Training develops the Border collie’s long-inbred herding instinct. As with all working breeds, basic obedience comes first–except for the command, “Heel.” The last place a shepherd wants his dog is at his side. Fifteen minutes a day for six or seven months trains the dog for most herding work.
Swine are the hardest of all stock to move, Bradford told me, requiring a forceful dog. A cattle dog needs the courage to return for a second nip at the heel of a kicking heifer. Sheep usually prove the most tractable. Herding poultry, particularly turkeys, the dog can work closest of all, using slighter movements to control the flock.
Carl Bradford, Jr., and his brother Jerry demonstrated for me the difficult feat of working three dogs simultaneously. The subjects were four reluctant ducks that flapped and skittered in ragged circles to escape the canine fence around them. Oddly, a few fowl are harder to work than a large flock.
With whistles and different commands for each dog, Carl skillfully directed his charges as they herded the quacking quartet back and forth between wooden barriers.
Even an unpracticed eye could discern differences in style. Fly, veteran of sportsmen’s shows and State fairs, pursued her duties with artistic flair. Nan tended her business with grave concern. Towser let the others tire themselves on the flanks as he ploddingly shutoff escape to the rear.
Bradford furnishes trained dogs to livestock farmers throughout the United States. He has sent dogs to herd sheep on mining-company land high in the Peruvian Andes, and he has received inquiries from as far away as China.
Ancient Welsh law said a good herding dog was worth a prime ox. In recent years one Border collie sold for $1,500. Whatever the cost, it is fully repaid in faithfulness to flock and master.
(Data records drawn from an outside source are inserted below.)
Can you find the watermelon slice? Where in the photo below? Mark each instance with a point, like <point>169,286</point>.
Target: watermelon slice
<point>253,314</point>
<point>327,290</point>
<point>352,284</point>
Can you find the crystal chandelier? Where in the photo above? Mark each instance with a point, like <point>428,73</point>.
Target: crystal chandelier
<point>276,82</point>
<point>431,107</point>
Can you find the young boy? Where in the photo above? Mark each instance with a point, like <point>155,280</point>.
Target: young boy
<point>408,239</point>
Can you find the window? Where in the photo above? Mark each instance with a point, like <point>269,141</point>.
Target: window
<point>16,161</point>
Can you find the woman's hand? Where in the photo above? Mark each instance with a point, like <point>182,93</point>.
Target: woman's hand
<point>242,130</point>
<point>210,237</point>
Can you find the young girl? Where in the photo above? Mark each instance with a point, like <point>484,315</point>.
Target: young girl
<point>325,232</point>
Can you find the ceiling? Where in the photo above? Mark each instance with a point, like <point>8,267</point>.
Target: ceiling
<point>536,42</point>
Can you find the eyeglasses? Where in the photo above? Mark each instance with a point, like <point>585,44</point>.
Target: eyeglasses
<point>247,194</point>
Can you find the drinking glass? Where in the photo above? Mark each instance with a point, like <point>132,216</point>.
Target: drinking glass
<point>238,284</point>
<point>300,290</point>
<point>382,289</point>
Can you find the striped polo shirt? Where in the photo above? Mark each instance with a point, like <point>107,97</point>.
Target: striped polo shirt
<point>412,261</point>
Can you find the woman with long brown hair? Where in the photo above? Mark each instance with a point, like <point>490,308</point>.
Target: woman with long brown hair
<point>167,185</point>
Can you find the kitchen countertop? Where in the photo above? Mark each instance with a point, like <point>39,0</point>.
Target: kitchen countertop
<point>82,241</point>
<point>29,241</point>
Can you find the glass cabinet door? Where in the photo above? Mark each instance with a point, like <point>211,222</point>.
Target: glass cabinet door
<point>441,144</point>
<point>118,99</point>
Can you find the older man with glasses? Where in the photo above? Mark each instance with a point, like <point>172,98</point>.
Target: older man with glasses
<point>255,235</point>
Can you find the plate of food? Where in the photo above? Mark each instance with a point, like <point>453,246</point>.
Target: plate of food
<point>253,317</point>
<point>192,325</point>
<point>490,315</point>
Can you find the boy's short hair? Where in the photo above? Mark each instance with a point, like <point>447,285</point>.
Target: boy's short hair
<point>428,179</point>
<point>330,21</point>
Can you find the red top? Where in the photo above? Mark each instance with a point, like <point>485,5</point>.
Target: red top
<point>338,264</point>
A memorial stone was erected at an English roadside years ago to pay t
ribute to Tip, a female Border collie. Her master, an 85-year-old shepherd, took her along on his last winter’s walk on the lonely moos, where he died. Not for 15 weeks was either seen again, until searchers discovered the feeble, emaciated dog, 12 years old herself, still standing vigil over her master’s body.